世に「人の道」という言葉がある。ならば犬や猿、猫や豚にも道があろうというもの。が、現実に道があるのは人だけだ。「犬道」「猿道」「猫道」などということばは寡聞にして聞かない。
犬や猫はその生き様そのものが道であり、そこから外れることがない、というより、そこから外れることができない。
世界に在って人のみが、ある意味、自らの道を客観的に観ることができる、つまり自らの意志で道を外れることができる、不思議な生き物でもある。
子曰、
吾十有五而志于学、
三十而立。
四十而不惑、
五十而知天命。
六十而耳順、
七十而従心所欲不踰矩。
子曰く、
吾十有五にして学に志し、
三十にして立つ。
四十にして惑はず、
五十にして天命を知る。
六十にして耳順ふ。
七十にして心の欲する所に従ひて矩を踰えず、と。
かの孔子ですら、70歳になって初めて、畜生たちが自然踏み越えないでいられる境地に達したと言っている。
況んや我ら凡俗の徒をや、である。それまで我ら凡俗は細い人道を踏み外さずまいかと気を揉みつつ歩む。
人の道、人道とは何とも不思議な言葉だが、辞書にはちゃんと載っている。
曰く「人として守り行うべき道」と。(大辞泉)
枝葉末端においては時代ごとに変わったこともあったろうが、根幹は文字で記録が残されるようになってから変わることはなかった。
「殺すなかれ、傷つけるなかれ、盗むなかれ、」
傷つけるなかれ、人の精神活動が活発化してきてからは、肉体のみならず、名誉や誇り、伝統や栄光など精神的なものにも言及されることしばしばだが、そんな大仰なものでなくとも個々で心の奥底に在って珠玉のように守っているものを傷つけることも、人として人倫に悖るとされている。
何故人倫に外れることをしてしまうのか。
他の動物は、生まれたときからその動物以外の生き方ができない。
猫は生まれたときから猫としてプログラムされており、犬になることができない。プログラムと言うよりはOSが猫専用となっている。

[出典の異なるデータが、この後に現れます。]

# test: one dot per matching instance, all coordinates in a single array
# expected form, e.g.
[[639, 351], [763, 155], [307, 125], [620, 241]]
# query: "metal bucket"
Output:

しかし人間は生まれてきたときは、いわゆる初期化された常態で、OSすらインストールされていない。人以外が赤子を育てたら人でなくなる可能性が多分にある。それが人が他の動物と違う点でもある。
いつからそんなことになってしまったのか分からない。
聖書の創世記にあるアダムとイブのくだり、男女あることを認識してしまったこと、裸でいることを認識してしまったこと、自分と神あることを認識してしまったこと、何を食ってそうなったのか分からないが、これが書かれたときにはすでに今と変わらぬ人のみが見える、人道故の人の苦しみがあったに違いないと察する。
悲しいかな、人道は決して歩きやすいとは言い難いにもかかわらず、逸してしまったら「はいそうですか」では済まされないのが人の世。人倫を踏みにじる行為は能力のあるなしとは違う次元の嫌悪感をもたらす。
人の道とは険しくもあり狭くもあるが、さりとて自らの意志で守らねば人ならず。
難しい命題だと思う今日この頃。